座間9遺体事件にみるネットスカウトマンの手口 “病みアカウント”は狙われやすい!?
そして、白石容疑者が今回被害者をどのようにしておびき寄せたかについても、自身の経験をもとに次のような指摘をする。
「一番引っかかるのは“裏アカウント”を持っているような女性。表のアカウントでは当たり障りのないことを言っておきながら、裏アカウントでは過激な発言をしている人たちです。裏アカウントで『悩んでいる』というような書き込みをしている人物の表アカウントを発見、接触できれば、女性にとって私は『誰にも言ったことがない悩みを当ててくれたり、理解できる人』となり、すぐに信頼されます。風俗のスカウトマンなどは、悩みばかりをつぶやいている“病みアカウント”を狙い撃ちしているとも聞きますね。コントロールしやすいですから」
白石容疑者がツイッターを使って接触し殺害した女性たちは、多くが自殺などをほのめかす病みアカウントを開設していた。また、一部のアカウントについては、名前や所属を明らかにした「表アカウント」とも紐付いており、白石容疑者が女性の気を引くために、彼女たちの個人情報を事前にチェックしていた可能性もある。

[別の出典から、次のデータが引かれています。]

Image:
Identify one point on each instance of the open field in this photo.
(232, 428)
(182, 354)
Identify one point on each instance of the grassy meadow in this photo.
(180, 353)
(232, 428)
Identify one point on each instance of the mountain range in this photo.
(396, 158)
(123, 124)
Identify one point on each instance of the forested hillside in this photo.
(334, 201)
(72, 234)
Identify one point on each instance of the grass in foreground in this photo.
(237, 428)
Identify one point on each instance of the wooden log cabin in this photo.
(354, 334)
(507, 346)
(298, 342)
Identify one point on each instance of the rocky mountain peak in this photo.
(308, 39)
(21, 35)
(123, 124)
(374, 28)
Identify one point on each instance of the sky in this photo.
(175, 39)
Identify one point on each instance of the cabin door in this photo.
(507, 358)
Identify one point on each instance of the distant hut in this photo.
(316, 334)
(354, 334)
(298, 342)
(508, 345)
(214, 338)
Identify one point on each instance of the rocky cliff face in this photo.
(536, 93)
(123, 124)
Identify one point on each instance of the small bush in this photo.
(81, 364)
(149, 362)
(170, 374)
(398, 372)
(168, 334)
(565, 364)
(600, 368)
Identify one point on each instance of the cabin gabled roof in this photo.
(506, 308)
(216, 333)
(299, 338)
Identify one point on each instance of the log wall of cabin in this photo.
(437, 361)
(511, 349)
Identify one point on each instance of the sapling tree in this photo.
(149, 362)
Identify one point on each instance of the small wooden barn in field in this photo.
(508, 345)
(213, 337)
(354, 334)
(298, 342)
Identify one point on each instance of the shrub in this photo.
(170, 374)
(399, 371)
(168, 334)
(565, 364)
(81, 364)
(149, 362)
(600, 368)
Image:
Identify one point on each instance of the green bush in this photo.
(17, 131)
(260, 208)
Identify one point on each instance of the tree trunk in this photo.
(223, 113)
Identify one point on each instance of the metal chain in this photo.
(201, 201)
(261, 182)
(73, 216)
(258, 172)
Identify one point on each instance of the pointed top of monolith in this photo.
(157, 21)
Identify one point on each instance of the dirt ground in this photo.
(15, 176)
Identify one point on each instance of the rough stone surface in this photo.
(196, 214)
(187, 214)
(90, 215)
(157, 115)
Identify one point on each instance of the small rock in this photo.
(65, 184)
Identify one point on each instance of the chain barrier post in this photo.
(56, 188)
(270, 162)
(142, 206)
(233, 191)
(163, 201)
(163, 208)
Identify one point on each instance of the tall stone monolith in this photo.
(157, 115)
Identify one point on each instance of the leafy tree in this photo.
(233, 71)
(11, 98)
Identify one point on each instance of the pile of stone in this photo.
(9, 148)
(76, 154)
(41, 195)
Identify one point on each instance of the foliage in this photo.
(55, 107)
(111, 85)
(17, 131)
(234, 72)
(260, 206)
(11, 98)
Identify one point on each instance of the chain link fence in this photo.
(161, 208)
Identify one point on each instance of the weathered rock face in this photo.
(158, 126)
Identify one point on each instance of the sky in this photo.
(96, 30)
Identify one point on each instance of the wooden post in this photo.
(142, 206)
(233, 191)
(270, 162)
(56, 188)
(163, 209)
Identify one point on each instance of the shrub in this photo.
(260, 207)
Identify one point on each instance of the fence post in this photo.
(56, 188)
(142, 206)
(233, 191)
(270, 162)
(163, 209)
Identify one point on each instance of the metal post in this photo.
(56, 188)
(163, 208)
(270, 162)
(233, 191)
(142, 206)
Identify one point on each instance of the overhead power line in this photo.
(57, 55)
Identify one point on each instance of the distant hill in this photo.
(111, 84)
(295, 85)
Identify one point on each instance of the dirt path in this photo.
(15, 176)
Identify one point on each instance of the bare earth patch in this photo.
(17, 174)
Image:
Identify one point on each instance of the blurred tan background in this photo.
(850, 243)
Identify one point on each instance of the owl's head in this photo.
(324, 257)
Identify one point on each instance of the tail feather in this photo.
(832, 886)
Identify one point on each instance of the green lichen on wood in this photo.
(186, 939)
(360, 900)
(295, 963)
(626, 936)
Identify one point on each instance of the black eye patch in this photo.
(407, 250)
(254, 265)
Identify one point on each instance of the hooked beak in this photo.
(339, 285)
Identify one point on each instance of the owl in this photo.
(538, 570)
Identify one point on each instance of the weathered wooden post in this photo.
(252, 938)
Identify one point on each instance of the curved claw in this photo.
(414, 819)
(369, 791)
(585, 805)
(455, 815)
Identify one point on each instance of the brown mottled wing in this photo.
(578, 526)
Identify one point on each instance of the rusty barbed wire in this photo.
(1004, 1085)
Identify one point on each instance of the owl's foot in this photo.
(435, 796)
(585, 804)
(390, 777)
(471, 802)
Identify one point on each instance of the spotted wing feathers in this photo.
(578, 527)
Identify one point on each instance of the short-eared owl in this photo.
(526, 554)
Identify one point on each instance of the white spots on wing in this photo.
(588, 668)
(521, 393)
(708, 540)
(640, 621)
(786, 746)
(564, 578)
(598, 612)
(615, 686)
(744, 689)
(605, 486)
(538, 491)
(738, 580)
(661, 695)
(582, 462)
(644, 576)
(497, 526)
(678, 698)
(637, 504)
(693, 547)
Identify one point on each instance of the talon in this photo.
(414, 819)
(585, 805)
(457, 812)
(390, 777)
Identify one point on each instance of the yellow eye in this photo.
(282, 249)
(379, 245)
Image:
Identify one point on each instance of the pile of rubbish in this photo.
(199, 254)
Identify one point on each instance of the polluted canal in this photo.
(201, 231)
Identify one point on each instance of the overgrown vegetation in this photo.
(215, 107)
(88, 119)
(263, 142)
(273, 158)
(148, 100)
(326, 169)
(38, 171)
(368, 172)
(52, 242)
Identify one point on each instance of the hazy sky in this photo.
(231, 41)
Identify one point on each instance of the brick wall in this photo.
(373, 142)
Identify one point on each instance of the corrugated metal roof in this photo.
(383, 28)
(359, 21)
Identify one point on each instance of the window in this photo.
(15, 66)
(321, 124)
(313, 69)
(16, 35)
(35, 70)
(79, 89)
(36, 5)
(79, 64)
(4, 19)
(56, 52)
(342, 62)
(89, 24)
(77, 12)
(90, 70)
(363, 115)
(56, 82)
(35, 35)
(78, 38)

そもそも、ツイッターで誘い出した女性を風俗店で働かせるなど、女性の扱いには自信があったという白石容疑者。女性たちの「病みアカ」を見つけ出し、彼女たちを誘い出すことなど、彼にとってはさほど難しいことではなかったのかもしれないが……。
「普通は体やカネ目的で誘い出すことはあっても、さすがに殺すという考えにはならない。ネット上には痕跡だって残るし、警察がデータ解析すれば身バレも一発。だとすれば、白石には何か猟奇的な嗜好があったとしか考えられない。じゃないと、こんな短絡的な犯行をするはずがなく、もっと周到にやったでしょうから」(前出の赤木氏)
供述が曖昧になり、調書へのサインを拒否するなど、いまだ犯行の動機について不明な部分が多いというが、全てが詳らかになり、被害者遺族の気持ちが少しでも休まる日が来るのか。「ネットのせいで」「現代の闇」などといった軽々しい言葉では、この事件の裏にある事情について、これっぽっちも説明がつかないのかもしれない。